MPI shard scaling

#1

To try out MPI support, I’m using the following toy model (cobbled together from this thread: Linear, parallell regression):

functions {
    vector bl_glm(vector sigma_beta, vector theta, real[] xs, int[] xi) {
        int J = xi[1];
        int K = xi[2];
        real lp;
        real sigma = sigma_beta[1];
        vector[K] beta = sigma_beta[2:(K + 1)];
        vector[J] y = to_vector(xs[1:J]);

        lp = normal_lpdf(y | to_matrix(xs[(J + 1):(J * (K + 1))], J, K) * beta, sigma);
        
        return [lp]';
    }
}

data {
    int N;
    int K;
    int shards;

    vector[N] y;
    matrix[N, K] X;
}

transformed data {
    vector[0] theta[shards];
    int<lower=0> J = N / shards; // observation per shard

    real x_r[shards, J * (K + 1)];
    int x_i[shards, 2];
    
    {
        int pos = 1;
        for (k in 1:shards) {
            int end = pos + J - 1;
            x_r[k] = to_array_1d(append_col(y[pos:end], X[pos:end,]));
            x_i[k, 1] = J;
            x_i[k, 2] = K;
        }
    }
}

parameters {
    vector[K] beta;
    real<lower=0> sigma;
}

model {
    beta ~ normal(0, 2);
    sigma ~ normal(0, 2);
    target += sum(map_rect(bl_glm, append_row(sigma, beta), theta, x_r, x_i));
}

The data generating process is just y = X\beta + N(0, 1), where X has 1000 observations and 50 predictors. With one shard and a single core, 2000 iterations take 1m50s (called with mpirun -np 1 ...)

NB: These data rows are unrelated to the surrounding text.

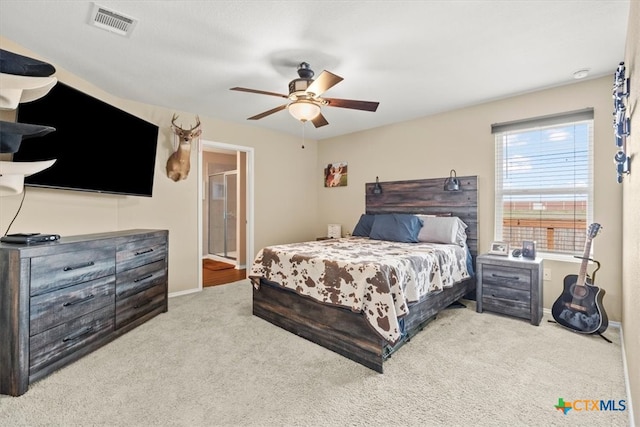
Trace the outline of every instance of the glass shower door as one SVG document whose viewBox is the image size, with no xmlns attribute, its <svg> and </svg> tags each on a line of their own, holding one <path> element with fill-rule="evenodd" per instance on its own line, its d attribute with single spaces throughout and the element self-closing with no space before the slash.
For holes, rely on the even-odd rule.
<svg viewBox="0 0 640 427">
<path fill-rule="evenodd" d="M 209 176 L 209 253 L 236 259 L 238 175 L 235 171 Z"/>
</svg>

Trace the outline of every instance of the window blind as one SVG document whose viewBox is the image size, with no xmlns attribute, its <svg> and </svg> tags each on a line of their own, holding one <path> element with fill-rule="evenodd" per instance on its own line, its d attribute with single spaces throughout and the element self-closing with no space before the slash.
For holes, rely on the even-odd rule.
<svg viewBox="0 0 640 427">
<path fill-rule="evenodd" d="M 593 201 L 593 109 L 492 125 L 497 241 L 582 255 Z"/>
</svg>

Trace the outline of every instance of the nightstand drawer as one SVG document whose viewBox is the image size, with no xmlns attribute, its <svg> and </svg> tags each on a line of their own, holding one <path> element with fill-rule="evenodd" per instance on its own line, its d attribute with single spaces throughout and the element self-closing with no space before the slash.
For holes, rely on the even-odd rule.
<svg viewBox="0 0 640 427">
<path fill-rule="evenodd" d="M 531 317 L 531 306 L 522 301 L 482 297 L 482 305 L 484 310 L 494 313 L 506 314 L 507 316 L 520 317 L 523 319 L 529 319 Z"/>
<path fill-rule="evenodd" d="M 516 288 L 506 288 L 503 286 L 494 286 L 485 284 L 482 288 L 482 301 L 488 299 L 498 299 L 501 301 L 513 301 L 518 304 L 531 304 L 531 292 L 523 291 Z"/>
<path fill-rule="evenodd" d="M 502 265 L 485 265 L 482 269 L 484 285 L 504 286 L 529 292 L 531 271 Z"/>
</svg>

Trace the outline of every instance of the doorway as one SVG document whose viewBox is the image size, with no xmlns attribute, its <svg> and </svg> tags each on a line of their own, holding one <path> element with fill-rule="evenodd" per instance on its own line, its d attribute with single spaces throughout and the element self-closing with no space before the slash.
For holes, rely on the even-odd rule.
<svg viewBox="0 0 640 427">
<path fill-rule="evenodd" d="M 245 278 L 246 265 L 253 260 L 253 155 L 251 147 L 200 141 L 199 259 L 203 267 L 211 260 L 233 264 L 232 270 L 201 268 L 200 290 L 211 285 L 213 276 L 216 285 Z"/>
<path fill-rule="evenodd" d="M 238 171 L 209 175 L 209 255 L 237 260 Z"/>
</svg>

I realize the problem is not meant for parallelization, but with 5 shards and 5 cores (mpirun -np 5...), I see a nice speedup with a runtime of around 40 seconds. What surprises me is that if I further increase the number of shards/cores, the performance reduces drastically, with a runtime of a bit over an hour for 50 shards/50 cores and almost 3 hours for 100 cores.

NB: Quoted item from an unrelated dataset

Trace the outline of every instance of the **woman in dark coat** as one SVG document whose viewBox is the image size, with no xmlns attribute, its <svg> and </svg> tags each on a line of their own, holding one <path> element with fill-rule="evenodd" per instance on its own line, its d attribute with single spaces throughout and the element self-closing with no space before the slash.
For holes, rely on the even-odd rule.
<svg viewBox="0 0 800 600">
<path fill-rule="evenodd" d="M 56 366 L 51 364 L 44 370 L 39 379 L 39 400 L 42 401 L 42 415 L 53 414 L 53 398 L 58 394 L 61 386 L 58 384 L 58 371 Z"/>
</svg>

There is no specific problem I’m trying to solve, I’m just interested in what’s going on behind the scenes. I expected the communication overhead to be constant, with a similar runtime for 50 and 100 cores. Has this something to with how the automatic differentiation works?

#2

Likely 5/5 puts you at the sweet spot of load balance, after that latency becomes noticeable.

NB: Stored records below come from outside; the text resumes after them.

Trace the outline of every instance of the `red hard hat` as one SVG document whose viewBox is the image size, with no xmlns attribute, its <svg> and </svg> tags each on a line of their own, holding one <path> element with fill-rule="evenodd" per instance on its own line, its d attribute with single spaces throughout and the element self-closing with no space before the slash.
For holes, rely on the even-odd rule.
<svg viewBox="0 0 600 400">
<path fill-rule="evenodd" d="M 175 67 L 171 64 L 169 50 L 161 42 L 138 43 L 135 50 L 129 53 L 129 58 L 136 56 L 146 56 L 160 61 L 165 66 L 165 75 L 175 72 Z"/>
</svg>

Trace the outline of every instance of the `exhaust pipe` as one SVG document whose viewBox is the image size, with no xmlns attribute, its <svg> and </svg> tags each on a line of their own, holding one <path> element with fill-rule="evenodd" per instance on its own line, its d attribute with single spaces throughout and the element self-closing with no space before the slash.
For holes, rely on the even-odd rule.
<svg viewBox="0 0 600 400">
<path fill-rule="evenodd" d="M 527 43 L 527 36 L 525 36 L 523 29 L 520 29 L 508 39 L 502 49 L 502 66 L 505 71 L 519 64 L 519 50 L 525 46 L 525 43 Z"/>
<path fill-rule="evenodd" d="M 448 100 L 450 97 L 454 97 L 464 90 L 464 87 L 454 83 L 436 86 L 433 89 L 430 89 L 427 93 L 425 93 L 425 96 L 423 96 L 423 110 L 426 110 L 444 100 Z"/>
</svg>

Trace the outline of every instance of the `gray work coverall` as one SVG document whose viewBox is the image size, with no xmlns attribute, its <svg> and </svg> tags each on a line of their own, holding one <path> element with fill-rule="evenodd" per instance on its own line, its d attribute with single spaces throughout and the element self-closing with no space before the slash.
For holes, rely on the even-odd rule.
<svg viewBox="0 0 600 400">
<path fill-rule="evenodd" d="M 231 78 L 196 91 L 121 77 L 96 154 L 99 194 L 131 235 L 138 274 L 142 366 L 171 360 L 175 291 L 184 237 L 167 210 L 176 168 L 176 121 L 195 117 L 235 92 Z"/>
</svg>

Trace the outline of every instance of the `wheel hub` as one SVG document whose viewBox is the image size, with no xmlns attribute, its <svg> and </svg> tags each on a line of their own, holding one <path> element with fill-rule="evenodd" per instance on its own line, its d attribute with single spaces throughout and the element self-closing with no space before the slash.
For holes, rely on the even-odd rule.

What surprises me is that if I further increase the number of shards/cores, the performance reduces drastically, with a runtime of a bit over an hour for 50 shards/50 cores and almost 3 hours for 100 cores.

I wouldn’t say the performance hit is “drastic”, as 5 vs 50 is a big difference. Maybe more data points such as 10/10, 20/20 draw a better picture.

#3

Assignments like this:

vector[K] beta = sigma_beta[2:(K + 1)];
vector[J] y = to_vector(xs[1:J]);
lp = normal_lpdf(y | to_matrix(xs[(J + 1):(J * (K + 1))], J, K) * beta, sigma);

Will turn the y vector into var's internally… which you want to avoid as this is data only. So prefer to write

lp = normal_lpdf(xs[1:J] | to_matrix(xs[(J + 1):(J * (K + 1))], J, K) * beta, sigma);

Similar comments apply to the rest (be careful in the handling of data).